Reste deux regrets. De ceux, précisément, que ni le temps, ni l’insoutenable légèreté de l’être – malgré tout – ne parviennent à épuiser. D’abord, pourquoi avoir fourgué Fair game, de l’improbable Doug Liman, en compétition, film aussi convenu que saoulant (même Sean Penn y est déplacé, c’est dire) ? Seul ouvrage américain de la sélection en lice pour la Palme d’or… Doit-on y voir un recul notable de l’efficacité créative outre-Atlantique ? Ou un jeu un tantinet plus diplomatique ? Mouais… Tant qu’à faire, on aurait largement préféré retrouver Tamara Drewe, délicieux bonbon anglais concocté par le non moins britannique Stephen Frears, hélas programmé (à sa demande semble-t-il) hors compétition ! On y rit de bout en bout, pour changer…

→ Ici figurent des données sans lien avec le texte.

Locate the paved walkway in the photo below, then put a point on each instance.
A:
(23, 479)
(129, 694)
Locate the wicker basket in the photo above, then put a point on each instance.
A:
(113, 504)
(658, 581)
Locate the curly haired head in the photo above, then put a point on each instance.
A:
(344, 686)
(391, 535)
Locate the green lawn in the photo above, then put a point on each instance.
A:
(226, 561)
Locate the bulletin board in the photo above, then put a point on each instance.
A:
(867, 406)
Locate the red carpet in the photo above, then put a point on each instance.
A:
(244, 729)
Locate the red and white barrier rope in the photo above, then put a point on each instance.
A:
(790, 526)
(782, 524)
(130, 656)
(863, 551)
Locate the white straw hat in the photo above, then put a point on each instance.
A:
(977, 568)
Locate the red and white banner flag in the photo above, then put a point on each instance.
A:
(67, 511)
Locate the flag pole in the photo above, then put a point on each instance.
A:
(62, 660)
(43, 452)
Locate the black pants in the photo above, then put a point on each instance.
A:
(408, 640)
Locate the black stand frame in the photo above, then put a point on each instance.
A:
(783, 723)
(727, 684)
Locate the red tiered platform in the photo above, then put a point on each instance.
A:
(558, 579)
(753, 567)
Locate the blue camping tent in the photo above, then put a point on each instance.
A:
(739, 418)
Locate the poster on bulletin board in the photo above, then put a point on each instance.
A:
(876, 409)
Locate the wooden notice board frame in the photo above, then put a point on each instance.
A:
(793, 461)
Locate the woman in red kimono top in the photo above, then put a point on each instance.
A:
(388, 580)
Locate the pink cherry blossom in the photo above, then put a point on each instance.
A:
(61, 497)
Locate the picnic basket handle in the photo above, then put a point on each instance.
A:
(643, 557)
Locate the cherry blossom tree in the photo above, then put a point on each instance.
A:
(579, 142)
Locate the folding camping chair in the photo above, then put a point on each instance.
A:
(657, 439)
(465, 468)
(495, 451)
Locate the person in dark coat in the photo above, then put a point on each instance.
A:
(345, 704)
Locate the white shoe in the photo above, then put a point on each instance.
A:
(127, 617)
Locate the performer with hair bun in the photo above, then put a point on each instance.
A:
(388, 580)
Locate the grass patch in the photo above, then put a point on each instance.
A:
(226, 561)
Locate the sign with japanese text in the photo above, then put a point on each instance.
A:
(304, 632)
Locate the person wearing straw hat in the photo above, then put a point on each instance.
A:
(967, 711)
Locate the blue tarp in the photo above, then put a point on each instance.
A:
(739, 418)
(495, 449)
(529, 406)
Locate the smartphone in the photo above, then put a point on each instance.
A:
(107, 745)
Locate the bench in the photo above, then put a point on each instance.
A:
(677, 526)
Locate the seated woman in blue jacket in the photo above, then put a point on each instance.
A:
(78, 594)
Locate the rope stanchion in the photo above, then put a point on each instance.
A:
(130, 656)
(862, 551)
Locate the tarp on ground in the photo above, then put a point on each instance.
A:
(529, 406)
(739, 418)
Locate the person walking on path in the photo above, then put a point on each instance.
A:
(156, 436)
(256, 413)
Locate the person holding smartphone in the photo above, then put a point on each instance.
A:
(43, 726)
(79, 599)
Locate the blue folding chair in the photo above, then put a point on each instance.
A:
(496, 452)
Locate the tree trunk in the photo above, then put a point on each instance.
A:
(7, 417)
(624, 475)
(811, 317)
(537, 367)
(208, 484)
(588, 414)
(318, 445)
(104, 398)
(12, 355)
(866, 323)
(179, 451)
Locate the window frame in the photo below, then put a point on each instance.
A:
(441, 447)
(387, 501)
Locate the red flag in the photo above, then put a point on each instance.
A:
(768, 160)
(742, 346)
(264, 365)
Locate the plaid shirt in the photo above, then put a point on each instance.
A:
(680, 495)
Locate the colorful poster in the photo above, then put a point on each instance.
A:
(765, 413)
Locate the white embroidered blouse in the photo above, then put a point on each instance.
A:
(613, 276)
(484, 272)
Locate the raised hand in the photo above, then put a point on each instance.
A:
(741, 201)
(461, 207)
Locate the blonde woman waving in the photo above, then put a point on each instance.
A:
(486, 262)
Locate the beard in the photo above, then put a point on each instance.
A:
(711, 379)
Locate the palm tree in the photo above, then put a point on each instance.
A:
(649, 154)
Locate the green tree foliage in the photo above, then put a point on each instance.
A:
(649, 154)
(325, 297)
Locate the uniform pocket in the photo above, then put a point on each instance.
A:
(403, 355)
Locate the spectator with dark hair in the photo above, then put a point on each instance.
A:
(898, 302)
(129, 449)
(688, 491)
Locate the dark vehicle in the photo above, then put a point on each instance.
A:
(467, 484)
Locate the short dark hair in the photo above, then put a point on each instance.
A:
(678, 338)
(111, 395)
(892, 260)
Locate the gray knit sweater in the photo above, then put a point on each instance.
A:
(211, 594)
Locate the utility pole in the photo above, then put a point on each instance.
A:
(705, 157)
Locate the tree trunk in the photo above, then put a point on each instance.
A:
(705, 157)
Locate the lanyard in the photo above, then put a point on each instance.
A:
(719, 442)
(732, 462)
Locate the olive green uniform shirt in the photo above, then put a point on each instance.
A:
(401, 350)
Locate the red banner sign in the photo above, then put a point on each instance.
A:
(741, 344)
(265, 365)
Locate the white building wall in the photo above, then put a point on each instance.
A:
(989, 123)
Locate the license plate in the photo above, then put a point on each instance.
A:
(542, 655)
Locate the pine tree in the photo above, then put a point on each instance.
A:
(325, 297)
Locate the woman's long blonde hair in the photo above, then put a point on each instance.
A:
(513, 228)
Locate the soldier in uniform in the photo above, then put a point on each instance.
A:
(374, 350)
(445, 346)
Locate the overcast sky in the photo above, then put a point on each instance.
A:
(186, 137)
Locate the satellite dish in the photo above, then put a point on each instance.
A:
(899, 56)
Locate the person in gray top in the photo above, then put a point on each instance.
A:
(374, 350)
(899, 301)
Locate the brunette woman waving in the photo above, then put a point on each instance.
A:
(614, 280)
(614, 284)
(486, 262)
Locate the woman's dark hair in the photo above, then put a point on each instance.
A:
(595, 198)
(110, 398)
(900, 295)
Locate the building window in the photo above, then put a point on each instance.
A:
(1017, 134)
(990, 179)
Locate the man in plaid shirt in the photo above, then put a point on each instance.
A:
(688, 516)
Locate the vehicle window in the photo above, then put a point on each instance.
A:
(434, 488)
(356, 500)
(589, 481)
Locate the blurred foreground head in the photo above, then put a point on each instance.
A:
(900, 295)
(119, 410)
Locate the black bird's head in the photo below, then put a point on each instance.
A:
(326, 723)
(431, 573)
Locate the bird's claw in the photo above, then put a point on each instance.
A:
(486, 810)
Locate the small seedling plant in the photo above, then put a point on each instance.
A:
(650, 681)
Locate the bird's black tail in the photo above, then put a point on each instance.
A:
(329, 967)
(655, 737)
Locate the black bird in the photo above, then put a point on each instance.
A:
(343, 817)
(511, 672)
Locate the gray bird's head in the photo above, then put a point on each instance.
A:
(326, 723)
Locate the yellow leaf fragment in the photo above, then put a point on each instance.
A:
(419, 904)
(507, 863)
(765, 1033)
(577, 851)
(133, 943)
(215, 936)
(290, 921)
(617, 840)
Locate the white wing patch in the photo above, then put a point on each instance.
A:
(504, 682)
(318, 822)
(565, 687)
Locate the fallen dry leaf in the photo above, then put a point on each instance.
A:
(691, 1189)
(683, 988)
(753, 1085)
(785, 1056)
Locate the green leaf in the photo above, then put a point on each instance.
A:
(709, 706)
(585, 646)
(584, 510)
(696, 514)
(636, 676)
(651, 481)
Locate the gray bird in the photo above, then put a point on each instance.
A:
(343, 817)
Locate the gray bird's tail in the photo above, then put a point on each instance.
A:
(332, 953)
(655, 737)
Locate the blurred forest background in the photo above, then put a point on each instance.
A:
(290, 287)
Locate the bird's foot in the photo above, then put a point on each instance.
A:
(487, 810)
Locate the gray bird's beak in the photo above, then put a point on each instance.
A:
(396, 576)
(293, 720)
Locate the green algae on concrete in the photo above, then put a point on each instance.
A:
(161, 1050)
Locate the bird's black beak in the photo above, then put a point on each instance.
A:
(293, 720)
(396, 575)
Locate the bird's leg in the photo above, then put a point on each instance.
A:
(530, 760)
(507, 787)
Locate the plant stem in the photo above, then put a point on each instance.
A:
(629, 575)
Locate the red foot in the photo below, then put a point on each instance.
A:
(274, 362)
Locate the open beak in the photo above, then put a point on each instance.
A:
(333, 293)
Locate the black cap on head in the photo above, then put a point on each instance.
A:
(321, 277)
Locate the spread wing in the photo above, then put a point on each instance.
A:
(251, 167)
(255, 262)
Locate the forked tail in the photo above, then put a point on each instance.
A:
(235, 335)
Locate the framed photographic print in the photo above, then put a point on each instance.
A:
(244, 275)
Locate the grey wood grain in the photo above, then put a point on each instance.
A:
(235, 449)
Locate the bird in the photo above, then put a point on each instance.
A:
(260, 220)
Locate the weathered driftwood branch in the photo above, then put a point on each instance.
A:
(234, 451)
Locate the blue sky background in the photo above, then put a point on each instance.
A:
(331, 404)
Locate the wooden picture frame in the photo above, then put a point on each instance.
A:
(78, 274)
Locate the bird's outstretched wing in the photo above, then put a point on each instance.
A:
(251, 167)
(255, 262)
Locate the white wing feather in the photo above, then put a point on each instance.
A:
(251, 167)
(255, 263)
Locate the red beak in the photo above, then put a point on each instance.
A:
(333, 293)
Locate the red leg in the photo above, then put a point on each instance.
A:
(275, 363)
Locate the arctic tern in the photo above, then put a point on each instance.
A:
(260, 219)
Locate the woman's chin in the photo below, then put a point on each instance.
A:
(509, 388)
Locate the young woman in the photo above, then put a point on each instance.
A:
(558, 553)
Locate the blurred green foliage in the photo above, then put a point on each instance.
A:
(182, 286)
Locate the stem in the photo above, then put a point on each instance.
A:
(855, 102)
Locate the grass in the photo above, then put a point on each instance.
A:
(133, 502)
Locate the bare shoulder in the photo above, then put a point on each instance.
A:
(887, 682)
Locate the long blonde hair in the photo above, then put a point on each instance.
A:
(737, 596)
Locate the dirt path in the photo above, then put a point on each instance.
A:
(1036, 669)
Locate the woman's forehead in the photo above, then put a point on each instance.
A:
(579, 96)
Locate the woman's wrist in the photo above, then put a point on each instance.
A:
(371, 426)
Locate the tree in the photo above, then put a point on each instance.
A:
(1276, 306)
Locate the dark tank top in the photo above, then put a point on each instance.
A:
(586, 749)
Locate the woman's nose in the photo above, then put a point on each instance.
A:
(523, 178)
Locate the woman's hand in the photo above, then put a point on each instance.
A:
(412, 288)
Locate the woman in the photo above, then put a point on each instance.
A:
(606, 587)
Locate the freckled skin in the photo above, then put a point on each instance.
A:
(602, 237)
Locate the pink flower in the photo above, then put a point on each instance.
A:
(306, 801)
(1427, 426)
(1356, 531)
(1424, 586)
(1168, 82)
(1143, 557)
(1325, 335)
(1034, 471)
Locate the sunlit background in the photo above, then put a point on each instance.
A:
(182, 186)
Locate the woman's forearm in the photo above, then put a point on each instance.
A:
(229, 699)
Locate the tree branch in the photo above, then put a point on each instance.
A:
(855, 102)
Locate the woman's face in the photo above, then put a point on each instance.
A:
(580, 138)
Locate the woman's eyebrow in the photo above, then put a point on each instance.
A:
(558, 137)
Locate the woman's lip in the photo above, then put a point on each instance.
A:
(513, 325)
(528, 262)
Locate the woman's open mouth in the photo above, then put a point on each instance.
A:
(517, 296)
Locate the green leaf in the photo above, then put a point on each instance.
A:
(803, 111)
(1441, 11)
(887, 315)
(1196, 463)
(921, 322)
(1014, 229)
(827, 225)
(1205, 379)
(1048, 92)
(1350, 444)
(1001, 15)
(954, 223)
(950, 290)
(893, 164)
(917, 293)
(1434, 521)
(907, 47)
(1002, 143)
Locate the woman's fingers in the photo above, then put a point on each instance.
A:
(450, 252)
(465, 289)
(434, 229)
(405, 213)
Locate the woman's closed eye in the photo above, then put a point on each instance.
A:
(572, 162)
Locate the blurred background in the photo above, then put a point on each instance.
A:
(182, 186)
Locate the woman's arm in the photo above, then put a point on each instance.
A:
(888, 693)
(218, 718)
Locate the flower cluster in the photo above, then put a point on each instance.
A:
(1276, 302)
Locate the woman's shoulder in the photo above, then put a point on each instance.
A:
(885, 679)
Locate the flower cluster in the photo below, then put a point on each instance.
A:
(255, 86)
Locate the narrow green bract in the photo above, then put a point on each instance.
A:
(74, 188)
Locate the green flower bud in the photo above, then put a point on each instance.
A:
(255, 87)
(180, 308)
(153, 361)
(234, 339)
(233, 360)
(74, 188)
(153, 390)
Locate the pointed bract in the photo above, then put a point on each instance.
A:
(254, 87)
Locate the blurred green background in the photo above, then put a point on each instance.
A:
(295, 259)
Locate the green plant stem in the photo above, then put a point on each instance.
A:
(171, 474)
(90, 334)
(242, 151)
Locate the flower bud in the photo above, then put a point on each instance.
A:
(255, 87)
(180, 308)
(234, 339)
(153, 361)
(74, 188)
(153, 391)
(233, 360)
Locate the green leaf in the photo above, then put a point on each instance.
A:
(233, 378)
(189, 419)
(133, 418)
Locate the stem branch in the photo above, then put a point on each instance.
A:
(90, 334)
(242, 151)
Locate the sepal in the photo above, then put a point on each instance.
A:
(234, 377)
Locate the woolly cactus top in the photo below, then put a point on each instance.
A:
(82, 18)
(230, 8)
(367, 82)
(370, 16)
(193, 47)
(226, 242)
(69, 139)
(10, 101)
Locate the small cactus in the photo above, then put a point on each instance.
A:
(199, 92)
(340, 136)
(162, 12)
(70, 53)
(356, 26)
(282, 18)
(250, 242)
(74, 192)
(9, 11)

Et puis ? Et puis quid de l’ukrainien Sergei Loznitsa ? Avec Mon bonheur, allégorie dense, exigeante, mais soufflante de maîtrise (c’est un premier film, avec un sens du cadre et de la lumière assez inouïs) sur le retour de l’état primitif, dans la Russie d’aujourd’hui, ce quasi-inconnu a fait, indubitablement, une vraie proposition de cinéma. A nulle autre pareille. Lui attribuer un trophée – Palme ou Caméra d’or au moins – eut été finalement plus radical – et moins "bien pensant" – que cette première marche du podium offerte au décidément très lointain Apichatpong Weerasethakul. Il ne reste plus qu’à conjurer les cieux, voire les dieux pour ceux qui y croient encore : histoire que Mon bonheur, titre évidemment antinomique, déjoue cette indifférence et ne sombre pas dans les ténèbres de l’oubli (il aurait été acheté par ARP, youpi !). Lui.